I fully appreciate the cultural and fun aspect of connecting with family and friends around a fire, but this sounds like a free-for-all all and anywhere-goes from Clifton to Mahia. The article reads as if this is not only permitted, but encouraged; as if the burning driftwood is beneficial not only to the environment, but to climate change. Wait a moment.
Coasts are valuable ecosystems in their own right. Driftwood has been on beaches for millennia — it is an important part of those ecosystems by providing shelter and harbouring invertebrates (small crawly things) that live on our beaches and provide food for the larger inhabitants such as skinks (lizards) and birds.
The critically endangered northern spotted skink lives year round on Awatoto Beach and relies on the wood for shelter. The native grass skinks, too, are present on our coasts.
Native banded dotterels breed on all of Napier’s coasts (August to February); not at Matariki time, but rely on the invertebrates harbouring around the wood for food.
Many other native bird species visit our beaches — variable oystercatchers, little penguins, white-fronted terns and the endangered black-billed gulls.
Beaches are not meant to be denuded. Will there be designated or controlled zones for these fires? Who will be putting the fires out? (I understand the aquarium has a penguin with burnt feet — from beach fires five or six years ago — that cannot be released back into the wild). The health and safety aspects, too, are of great concern.
It won’t just be one night of the year; now it is out there, many will think this is not only a permitted activity, but an encouraged one — anywhere goes, anytime.
“Basically, you pick your favourite spot at the beach, head there and do your thing,” the article reads. And now there is talk of this going nationwide.

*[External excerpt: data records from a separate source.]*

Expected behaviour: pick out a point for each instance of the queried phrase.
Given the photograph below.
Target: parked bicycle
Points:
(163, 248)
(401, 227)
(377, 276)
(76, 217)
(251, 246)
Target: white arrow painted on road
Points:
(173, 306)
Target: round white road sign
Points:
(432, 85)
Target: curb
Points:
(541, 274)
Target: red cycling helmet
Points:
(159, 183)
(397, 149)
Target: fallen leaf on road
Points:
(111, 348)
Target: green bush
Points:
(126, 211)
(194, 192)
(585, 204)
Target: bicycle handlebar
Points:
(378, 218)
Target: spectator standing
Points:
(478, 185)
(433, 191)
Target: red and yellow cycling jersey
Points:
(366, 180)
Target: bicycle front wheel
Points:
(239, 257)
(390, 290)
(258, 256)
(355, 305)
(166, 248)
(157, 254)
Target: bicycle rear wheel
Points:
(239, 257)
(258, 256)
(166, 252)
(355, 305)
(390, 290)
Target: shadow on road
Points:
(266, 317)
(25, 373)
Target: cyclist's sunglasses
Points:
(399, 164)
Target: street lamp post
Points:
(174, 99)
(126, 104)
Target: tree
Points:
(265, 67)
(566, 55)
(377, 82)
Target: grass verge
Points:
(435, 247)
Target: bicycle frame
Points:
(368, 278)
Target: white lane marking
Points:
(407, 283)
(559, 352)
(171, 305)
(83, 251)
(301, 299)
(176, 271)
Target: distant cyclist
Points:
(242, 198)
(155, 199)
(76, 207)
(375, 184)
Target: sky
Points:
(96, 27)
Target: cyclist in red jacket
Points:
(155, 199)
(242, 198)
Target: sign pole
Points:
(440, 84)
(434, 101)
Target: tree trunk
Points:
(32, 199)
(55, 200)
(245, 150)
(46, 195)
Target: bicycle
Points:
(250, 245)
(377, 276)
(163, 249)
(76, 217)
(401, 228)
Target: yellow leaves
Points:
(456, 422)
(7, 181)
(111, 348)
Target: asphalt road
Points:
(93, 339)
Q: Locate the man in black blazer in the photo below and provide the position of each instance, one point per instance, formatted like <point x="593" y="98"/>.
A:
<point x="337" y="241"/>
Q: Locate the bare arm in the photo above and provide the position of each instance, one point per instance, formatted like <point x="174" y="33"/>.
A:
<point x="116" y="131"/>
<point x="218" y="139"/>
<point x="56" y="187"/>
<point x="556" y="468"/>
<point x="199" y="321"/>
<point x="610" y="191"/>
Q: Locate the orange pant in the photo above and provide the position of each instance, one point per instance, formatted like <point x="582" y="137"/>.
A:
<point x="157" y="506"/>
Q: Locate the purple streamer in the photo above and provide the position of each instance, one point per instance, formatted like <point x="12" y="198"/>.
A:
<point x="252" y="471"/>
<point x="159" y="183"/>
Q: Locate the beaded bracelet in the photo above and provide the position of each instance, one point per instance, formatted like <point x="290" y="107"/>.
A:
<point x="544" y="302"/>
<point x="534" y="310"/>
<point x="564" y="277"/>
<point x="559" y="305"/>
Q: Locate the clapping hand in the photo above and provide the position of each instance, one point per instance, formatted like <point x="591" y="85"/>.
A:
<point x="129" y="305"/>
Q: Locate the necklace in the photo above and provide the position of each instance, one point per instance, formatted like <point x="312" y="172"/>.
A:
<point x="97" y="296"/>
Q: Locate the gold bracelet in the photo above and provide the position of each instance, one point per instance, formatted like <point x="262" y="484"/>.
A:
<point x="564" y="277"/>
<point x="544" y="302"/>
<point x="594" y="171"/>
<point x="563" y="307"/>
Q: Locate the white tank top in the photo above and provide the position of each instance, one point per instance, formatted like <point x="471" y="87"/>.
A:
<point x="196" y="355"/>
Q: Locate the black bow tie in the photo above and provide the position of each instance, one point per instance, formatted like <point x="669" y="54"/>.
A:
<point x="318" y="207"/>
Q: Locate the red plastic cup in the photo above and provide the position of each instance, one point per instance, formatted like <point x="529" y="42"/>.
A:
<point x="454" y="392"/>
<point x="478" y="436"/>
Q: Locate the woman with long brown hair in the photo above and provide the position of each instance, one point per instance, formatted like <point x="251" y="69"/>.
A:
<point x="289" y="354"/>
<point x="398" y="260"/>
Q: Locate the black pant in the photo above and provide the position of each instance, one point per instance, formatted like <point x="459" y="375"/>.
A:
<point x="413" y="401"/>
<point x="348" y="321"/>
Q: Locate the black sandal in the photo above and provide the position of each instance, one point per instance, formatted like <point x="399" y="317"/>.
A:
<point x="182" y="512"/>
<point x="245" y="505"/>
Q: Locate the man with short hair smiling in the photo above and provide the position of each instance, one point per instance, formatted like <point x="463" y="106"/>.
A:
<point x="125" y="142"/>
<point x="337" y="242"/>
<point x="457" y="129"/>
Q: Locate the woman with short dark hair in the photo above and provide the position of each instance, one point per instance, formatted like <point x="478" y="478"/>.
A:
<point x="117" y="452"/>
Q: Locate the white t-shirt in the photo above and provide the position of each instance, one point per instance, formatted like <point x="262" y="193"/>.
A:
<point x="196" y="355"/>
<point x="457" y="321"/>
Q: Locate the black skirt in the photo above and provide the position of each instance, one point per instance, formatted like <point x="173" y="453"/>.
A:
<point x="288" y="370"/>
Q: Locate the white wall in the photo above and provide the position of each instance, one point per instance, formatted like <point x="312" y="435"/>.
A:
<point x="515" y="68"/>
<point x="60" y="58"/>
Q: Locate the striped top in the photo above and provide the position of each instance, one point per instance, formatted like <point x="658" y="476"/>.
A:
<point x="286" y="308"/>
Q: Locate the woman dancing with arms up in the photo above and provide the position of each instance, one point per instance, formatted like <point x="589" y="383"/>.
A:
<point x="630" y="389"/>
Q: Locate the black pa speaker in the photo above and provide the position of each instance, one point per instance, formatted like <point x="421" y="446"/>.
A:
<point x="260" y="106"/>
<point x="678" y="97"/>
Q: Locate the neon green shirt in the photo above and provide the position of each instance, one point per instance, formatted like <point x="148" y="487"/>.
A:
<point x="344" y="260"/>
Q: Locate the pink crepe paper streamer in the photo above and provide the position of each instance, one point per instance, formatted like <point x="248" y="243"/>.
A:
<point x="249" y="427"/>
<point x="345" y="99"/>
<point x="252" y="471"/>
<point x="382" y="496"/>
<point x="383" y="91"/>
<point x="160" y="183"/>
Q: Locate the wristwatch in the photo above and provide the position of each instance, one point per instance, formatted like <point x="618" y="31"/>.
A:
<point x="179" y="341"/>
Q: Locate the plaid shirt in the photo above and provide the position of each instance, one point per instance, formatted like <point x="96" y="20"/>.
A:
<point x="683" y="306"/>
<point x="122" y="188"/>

On Napier City Council’s website under Fire Rules and Restrictions, it clearly states — Beaches, Parks and Reserves: “All fires are prohibited at beaches, parks and reserves at all times.”
Why the about-turn? It is going to be very difficult to rein this in again.

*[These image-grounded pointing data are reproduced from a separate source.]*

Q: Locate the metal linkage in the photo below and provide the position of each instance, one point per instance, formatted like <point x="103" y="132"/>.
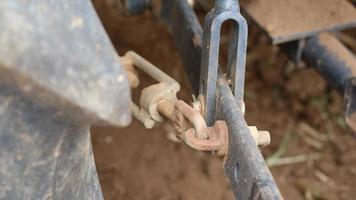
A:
<point x="225" y="10"/>
<point x="244" y="166"/>
<point x="167" y="88"/>
<point x="338" y="65"/>
<point x="159" y="101"/>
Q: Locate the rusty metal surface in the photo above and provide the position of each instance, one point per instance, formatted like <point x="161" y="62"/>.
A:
<point x="224" y="11"/>
<point x="287" y="20"/>
<point x="245" y="167"/>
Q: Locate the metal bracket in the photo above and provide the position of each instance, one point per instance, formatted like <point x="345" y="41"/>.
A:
<point x="225" y="10"/>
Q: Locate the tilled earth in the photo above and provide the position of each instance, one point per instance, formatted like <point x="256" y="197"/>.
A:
<point x="316" y="157"/>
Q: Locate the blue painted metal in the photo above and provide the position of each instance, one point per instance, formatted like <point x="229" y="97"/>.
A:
<point x="245" y="167"/>
<point x="225" y="10"/>
<point x="337" y="64"/>
<point x="59" y="74"/>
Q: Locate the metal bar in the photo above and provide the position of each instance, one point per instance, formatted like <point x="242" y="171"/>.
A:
<point x="187" y="33"/>
<point x="244" y="165"/>
<point x="224" y="11"/>
<point x="338" y="65"/>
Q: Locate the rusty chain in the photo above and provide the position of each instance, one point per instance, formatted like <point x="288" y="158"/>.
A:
<point x="159" y="101"/>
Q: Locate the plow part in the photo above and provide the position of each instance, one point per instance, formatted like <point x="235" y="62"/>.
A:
<point x="58" y="76"/>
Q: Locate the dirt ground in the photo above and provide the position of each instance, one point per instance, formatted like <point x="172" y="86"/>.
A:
<point x="302" y="113"/>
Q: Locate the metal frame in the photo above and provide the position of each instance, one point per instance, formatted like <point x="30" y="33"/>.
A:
<point x="245" y="167"/>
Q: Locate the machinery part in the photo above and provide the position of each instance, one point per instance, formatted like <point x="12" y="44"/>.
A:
<point x="133" y="7"/>
<point x="283" y="22"/>
<point x="187" y="121"/>
<point x="58" y="76"/>
<point x="167" y="88"/>
<point x="244" y="165"/>
<point x="225" y="10"/>
<point x="187" y="34"/>
<point x="262" y="138"/>
<point x="338" y="65"/>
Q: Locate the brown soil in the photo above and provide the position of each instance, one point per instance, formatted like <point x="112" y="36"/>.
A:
<point x="135" y="163"/>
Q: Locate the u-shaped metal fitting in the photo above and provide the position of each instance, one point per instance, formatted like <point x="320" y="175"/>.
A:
<point x="225" y="10"/>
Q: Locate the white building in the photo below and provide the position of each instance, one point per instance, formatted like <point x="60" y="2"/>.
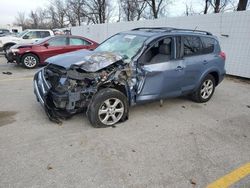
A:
<point x="12" y="28"/>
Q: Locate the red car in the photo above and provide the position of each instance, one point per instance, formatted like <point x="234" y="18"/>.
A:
<point x="31" y="55"/>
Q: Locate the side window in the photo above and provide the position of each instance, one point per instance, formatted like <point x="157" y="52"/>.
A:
<point x="192" y="45"/>
<point x="35" y="34"/>
<point x="61" y="41"/>
<point x="159" y="52"/>
<point x="44" y="34"/>
<point x="78" y="42"/>
<point x="208" y="45"/>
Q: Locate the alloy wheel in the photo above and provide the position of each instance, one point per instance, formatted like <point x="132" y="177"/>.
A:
<point x="207" y="89"/>
<point x="111" y="111"/>
<point x="30" y="61"/>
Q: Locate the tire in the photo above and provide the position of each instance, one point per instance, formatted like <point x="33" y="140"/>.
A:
<point x="108" y="107"/>
<point x="205" y="90"/>
<point x="29" y="60"/>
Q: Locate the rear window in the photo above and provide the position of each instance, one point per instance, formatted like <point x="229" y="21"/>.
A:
<point x="208" y="45"/>
<point x="44" y="34"/>
<point x="61" y="41"/>
<point x="192" y="45"/>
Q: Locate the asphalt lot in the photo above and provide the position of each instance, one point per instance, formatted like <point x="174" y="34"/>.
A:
<point x="181" y="144"/>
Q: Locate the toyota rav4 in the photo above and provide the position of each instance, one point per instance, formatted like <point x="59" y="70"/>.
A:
<point x="129" y="68"/>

I ask the local councils and Neill Gordon to look more deeply into the ramifications and possible consequences of these fires.
Lynne Anderson
Napier
Prisons over schools
I find it quite confusing that the Government can find a lot of money to build prisons, but not enough to carry on building schools.
Niki Keehan
Taradale
Balance in the cafe debate
Table occupancy policy is surely the prerogative of individual cafes based on customer volumes etc, and unless administered discourteously or unfairly, would have little newsworthy potential.
Mr Story has been able to present his side of the argument from an advantaged position and it is your paper’s responsibility to ensure balanced reporting.

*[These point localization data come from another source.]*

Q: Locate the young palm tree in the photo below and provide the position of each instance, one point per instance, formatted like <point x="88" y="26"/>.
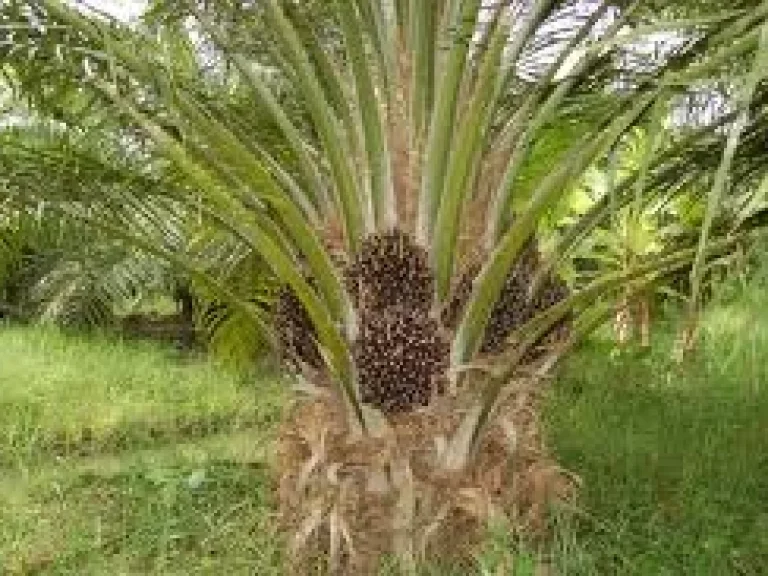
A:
<point x="419" y="313"/>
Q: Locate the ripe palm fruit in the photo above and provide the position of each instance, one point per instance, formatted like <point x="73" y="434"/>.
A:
<point x="401" y="356"/>
<point x="296" y="335"/>
<point x="390" y="270"/>
<point x="514" y="307"/>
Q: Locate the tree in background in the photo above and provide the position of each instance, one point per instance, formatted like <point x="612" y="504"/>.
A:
<point x="395" y="200"/>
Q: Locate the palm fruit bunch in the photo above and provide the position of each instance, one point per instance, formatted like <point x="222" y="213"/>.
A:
<point x="297" y="338"/>
<point x="390" y="269"/>
<point x="514" y="307"/>
<point x="401" y="355"/>
<point x="401" y="351"/>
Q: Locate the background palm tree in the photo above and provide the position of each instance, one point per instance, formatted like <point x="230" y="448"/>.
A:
<point x="384" y="160"/>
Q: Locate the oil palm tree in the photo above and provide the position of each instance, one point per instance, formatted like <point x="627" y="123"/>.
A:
<point x="418" y="313"/>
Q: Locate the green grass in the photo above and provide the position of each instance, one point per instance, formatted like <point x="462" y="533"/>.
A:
<point x="674" y="459"/>
<point x="128" y="458"/>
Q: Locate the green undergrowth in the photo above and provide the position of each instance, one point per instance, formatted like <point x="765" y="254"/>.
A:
<point x="129" y="458"/>
<point x="673" y="457"/>
<point x="64" y="396"/>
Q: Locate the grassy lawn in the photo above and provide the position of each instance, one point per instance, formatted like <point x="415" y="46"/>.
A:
<point x="125" y="458"/>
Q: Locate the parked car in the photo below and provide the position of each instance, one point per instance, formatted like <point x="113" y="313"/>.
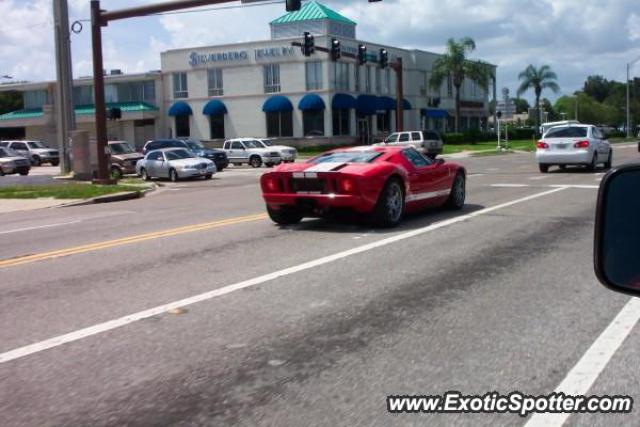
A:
<point x="36" y="151"/>
<point x="573" y="144"/>
<point x="428" y="142"/>
<point x="175" y="164"/>
<point x="11" y="162"/>
<point x="123" y="159"/>
<point x="158" y="144"/>
<point x="251" y="151"/>
<point x="288" y="154"/>
<point x="381" y="183"/>
<point x="219" y="157"/>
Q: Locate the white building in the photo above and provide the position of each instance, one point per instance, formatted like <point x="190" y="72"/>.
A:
<point x="269" y="88"/>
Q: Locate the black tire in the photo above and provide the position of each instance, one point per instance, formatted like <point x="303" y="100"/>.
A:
<point x="284" y="216"/>
<point x="609" y="163"/>
<point x="390" y="206"/>
<point x="594" y="163"/>
<point x="458" y="193"/>
<point x="255" y="161"/>
<point x="116" y="173"/>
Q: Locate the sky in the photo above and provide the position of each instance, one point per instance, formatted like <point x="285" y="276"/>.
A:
<point x="576" y="38"/>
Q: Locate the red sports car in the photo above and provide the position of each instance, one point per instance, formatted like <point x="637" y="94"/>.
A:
<point x="380" y="182"/>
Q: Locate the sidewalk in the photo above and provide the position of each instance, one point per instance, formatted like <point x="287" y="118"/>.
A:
<point x="16" y="205"/>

The next HBRC meeting may be an interesting one for him — that’s if his fellow councillors have been listening/reading what he’s written. On performance to date, that’s by no means a given.
In these challenging times we enjoin our elected local officials to focus on core business, yet still get hit by huge double-digit rates increases.
Promises to tighten belts at district and regional councils never entail much reduction in expenditure or headcount or serious cuts. Instead, rates soar ever upwards and it’s ratepayers who pay for councils’ failure to seriously attack their budgets.
Wayne Brown in Auckland is showing what can seriously be done by a financially literate leader, driving his executive to meaningful action. If only that were the case in Hawke’s Bay.
An issue one does take account with Mr Harding is where he claims that democracy is alive and well in the regional council.
The Local Value to Capital Value rates move was a flagrant disregard of local participatory democracy.
The decision to ignore the fact that 90 per cent of feedback from several hundred responses was against the change, leads many to think the call for responses to the proposal was itself a fig leaf and the whole process was a stitch-up from the outset.
My community has been hit by an average 92 per cent rates rise, with no additional services to the few we already receive as a rural area.
It’s no wonder many have little faith in our local councils to seriously manage budgets.